It was before I began my wine career that I first tried a wine imported by Rosenthal Wine Merchant. There was a tasting of all RWM wines in early 2004, right after Spirits Wine Cellar opened. At the time I didn’t really know what I was drinking, just that they were different and much better that anything I’d had before. I can’t remember everything that was served that night but the Jean-Marc Morey Chassagne Montrachet ‘Les Chaumes’ is a wine that sticks out in my mind (and one that I love to this day).
Almost three years into working at Spirits I had the opportunity to visit Rosenthal’s warehouse while on a trip to New York. We were told that Neal doesn’t normally attend such meetings anymore, as he was 30+ years into his importing career and starting to take a “step back,” spending more time at his farm in upstate New York (where he and his wife raise honey bees, chickens for eggs, and grow organic fruits and vegetables) and with his winemakers, traveling regularly to various regions of France and Italy plus a few areas in Switzerland and Spain. As we were about to sit down to sample a line-up of around 30 wines (with the second-in-command at the time and Trey Stephenson, our regional sales representative) one of the massive garage doors opened up (it was a snowy January evening), an old beat-up Volvo pulled in and Neal Rosenthal got out of the car. He was an unassuming man with friendly eyes and rosy cheeks- probably due to the cold weather. Neal said his time was limited but he would stick around for a bit; we began to taste through the massive (and to me intimidating) selection while he spoke of his position and producers.
Terroir was the primary subject that he covered- the core of his philosophy- he has devoted his entire career to the concept that wines must reflect their origins and offer a “sense of place” and his portfolio is comprised of only those that adhere strictly to this policy. He spoke of his dedication to small, family-owned and operated producers; most have been making wine for generations and passed down their holdings, traditions and customs from father to son and mother to daughter, some encompassing many lifetimes. He enumerated on the globalization of the wine business, talked of trends- both current and past- and the adversity that he has faced while clinging to his principles.

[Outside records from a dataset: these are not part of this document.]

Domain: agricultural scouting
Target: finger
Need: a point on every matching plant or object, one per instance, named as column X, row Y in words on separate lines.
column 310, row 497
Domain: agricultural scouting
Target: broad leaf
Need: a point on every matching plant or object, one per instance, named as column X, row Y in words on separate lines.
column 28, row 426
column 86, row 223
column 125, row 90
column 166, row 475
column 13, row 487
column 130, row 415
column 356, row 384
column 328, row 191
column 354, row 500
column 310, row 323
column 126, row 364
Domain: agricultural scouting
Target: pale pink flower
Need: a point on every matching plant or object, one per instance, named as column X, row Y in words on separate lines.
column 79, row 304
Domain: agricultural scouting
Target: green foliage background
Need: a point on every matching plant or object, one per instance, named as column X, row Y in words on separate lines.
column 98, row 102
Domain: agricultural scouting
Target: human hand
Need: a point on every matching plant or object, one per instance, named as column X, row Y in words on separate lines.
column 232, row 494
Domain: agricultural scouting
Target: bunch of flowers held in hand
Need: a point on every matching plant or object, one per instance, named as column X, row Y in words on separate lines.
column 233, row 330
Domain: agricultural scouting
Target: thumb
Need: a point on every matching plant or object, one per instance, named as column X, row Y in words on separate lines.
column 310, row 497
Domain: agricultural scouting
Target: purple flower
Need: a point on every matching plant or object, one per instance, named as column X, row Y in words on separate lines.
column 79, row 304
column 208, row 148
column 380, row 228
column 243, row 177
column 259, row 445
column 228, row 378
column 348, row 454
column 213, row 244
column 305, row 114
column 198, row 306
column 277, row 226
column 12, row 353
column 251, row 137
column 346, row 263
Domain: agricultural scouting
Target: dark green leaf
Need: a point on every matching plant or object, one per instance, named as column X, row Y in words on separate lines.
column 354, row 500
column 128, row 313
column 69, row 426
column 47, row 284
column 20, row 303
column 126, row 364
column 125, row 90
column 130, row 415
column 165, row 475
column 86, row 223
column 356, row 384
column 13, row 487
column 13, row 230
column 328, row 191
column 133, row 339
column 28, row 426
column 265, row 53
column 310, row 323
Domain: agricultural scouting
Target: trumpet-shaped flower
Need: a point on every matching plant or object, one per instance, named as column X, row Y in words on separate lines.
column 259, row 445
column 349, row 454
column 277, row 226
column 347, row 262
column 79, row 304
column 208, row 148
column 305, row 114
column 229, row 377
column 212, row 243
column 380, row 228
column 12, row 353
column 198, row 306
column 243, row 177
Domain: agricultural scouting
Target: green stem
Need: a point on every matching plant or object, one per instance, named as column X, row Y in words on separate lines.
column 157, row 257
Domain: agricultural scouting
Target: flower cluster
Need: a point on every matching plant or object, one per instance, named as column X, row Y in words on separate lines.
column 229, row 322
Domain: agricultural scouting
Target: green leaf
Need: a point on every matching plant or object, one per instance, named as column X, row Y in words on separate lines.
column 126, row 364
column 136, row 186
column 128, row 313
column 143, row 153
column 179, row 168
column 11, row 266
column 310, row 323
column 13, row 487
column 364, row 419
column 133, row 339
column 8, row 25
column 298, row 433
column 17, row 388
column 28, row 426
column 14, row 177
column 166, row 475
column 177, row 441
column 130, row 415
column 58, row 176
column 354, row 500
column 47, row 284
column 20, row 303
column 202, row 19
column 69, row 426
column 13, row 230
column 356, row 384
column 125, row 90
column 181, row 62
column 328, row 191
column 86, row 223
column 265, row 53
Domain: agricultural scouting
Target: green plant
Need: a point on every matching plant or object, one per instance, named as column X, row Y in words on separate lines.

As I listened, trying my best to absorb every word, and tasted one wine after the next, most new to me and perhaps over my head at the time, something clicked- I began to realize that this business of selling wine is about more than just putting products on the shelf and watching them move out the door- it is about painstakingly hard work, devotion, family, tradition, passion, productivity and pleasure. Similarly to RWM and all but one of their producers (which is operated by nuns), Spirits is family-owned and operated; Neal and his wife Kerry Madigan are partners in business and in life, just like Matt and me.
Neal left about half way through the presentation (he was headed up to his farm and needed to get on the road before the weather got worse); I had one moment to speak with him, just enough time to shake his hand, introduce myself and tell him I’m from Tuscaloosa; however, my wine views were permanently changed from that point forward.
When we drink wine at home 1 out of 2 are imported by RWM; this is because I know what to expect, that they will over-deliver, that for the price the wines are always better than others from “better known,” “flashy,” or perhaps “trendy” producers. Just as a “rose is a rose is a rose” a Rosenthal wine is a Rosenthal wine.
(This year Neal Rosenthal was nominated for a James Beard Award- Outstanding Wine, Spirits or Beer Professional- along with four others. He didn’t win, but of course I believe that he should’ve.)